Age-Old Arguments Still Prevail in Literacy Education
Historical writings should be a source for solving today's problems, says MU professor's new book
March 20, 2008
Story Contact: Jennifer Faddis, (573) 882-6217, FaddisJ@missouri.edu
COLUMBIA, Mo. – A University of Missouri literacy expert doesn’t understand why people have not learned from the past. A new book on literacy education uses historical writings to show that topics related to teaching literacy, that are widely debated today, are the same issues educators argued about 100 years ago.
“In education, we often hear people say ‘why don’t we do it the way we did when I was growing up.’ Yet when we see the doctor, nobody wants to be treated with the same methods that were used decades ago,” said Dick Robinson, professor of learning, teaching and curriculum in the MU College of Education and editor of the book.

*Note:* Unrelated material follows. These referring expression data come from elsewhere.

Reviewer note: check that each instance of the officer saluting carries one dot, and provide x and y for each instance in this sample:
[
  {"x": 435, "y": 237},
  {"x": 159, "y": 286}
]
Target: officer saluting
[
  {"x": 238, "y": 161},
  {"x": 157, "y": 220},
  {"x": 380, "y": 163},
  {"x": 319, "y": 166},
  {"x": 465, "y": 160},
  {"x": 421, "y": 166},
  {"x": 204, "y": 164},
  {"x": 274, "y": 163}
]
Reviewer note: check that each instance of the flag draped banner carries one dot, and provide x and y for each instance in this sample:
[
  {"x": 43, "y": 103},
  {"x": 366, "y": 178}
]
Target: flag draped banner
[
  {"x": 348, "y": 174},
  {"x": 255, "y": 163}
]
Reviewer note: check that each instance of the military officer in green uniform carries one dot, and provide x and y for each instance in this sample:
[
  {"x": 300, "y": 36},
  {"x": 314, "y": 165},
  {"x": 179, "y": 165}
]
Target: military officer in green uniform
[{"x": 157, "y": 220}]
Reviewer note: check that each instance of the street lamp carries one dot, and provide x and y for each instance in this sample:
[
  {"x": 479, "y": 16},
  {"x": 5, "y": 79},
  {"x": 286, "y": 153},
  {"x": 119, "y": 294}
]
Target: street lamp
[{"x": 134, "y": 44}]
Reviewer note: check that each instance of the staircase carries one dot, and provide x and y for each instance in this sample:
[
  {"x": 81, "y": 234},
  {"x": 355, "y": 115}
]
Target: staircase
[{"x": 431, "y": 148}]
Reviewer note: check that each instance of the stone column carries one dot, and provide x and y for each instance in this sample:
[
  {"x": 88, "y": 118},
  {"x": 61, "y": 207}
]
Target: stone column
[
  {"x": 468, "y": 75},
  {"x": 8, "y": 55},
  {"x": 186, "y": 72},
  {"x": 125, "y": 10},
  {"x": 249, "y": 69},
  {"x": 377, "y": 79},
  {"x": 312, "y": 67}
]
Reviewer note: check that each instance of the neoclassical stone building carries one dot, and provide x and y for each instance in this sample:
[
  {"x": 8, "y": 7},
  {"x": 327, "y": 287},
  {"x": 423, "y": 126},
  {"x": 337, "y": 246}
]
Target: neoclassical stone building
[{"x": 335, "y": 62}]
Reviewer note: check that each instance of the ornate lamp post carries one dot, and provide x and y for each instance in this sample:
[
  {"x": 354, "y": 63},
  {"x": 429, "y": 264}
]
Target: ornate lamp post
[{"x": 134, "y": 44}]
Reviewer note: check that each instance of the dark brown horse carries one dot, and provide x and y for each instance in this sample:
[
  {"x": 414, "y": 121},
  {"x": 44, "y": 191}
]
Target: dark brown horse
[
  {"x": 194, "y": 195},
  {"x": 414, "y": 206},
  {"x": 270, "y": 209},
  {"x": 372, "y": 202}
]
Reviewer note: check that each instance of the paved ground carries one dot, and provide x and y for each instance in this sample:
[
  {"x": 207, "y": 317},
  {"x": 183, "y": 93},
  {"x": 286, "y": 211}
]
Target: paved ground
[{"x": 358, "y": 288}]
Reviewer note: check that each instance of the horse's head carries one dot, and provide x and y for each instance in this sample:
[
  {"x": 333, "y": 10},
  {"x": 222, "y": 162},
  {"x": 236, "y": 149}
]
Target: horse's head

In his book, Issues and Innovations in Literacy Education, Robinson states it is unfortunate that what often is considered today to be “innovative or new” is, in reality, little more than teaching philosophies and techniques that have been tried and found lacking in the past. The book encourages educators to consider the writings of past literacy teachers instead of thinking of their writings as dated.
The book presents a variety of opinions on controversial topics ranging from how to teach phonics and reading comprehension to testing and assessments. It is a collection of articles outlining what literacy educators of the past thought and how their legacies can be a foundation for modern literacy educators.

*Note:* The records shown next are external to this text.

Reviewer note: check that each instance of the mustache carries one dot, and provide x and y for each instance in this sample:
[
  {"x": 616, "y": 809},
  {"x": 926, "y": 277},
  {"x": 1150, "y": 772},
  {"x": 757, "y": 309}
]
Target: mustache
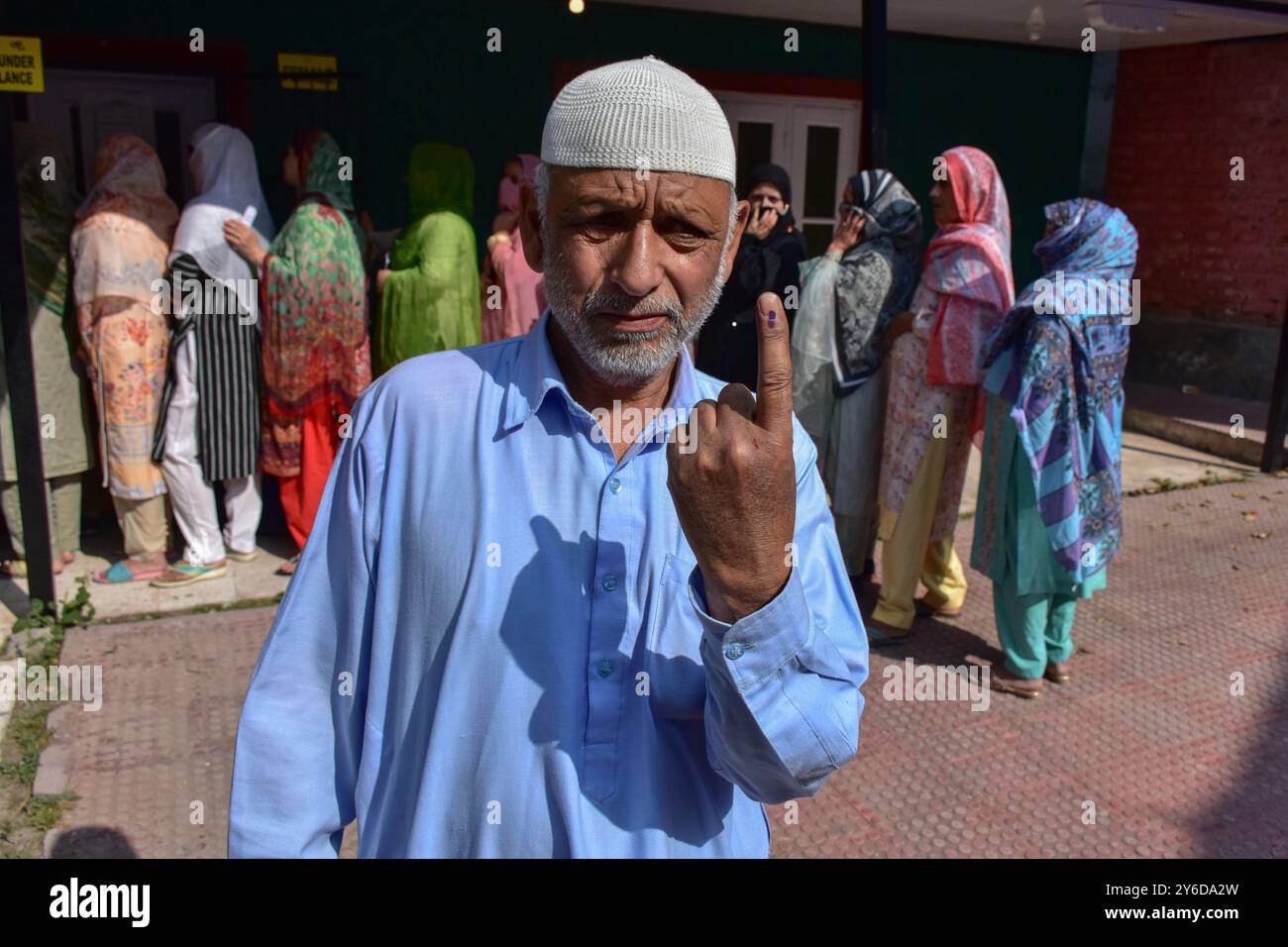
[{"x": 606, "y": 300}]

For example, in today’s classroom, modern technology competes with reading. The average amount of time children spend watching television, using a computer or various other electronic devices may seem like a new problem. However, this problem is not new. An article in Robinson’s book – Challenges Facing the Teacher of Reading in 1957 – cites radio and television as major problems competing for children’s time. The solution from 1957: to develop a program to utilize television as an education force. This sounds much like the advice given to teachers of today to incorporate technology into the classroom.
According to Robinson, another issue educators often rehash is how to get children to develop a love of reading. He believes the answer is quite simple: give them something they enjoy reading.
“I don’t know of any other book that had kids in line at midnight for a copy besides the Harry Potter series,” Robinson said. “We live in a time in which a children’s book on nearly every topic is readily available. Reading should be fun for children no matter where their interests lie.”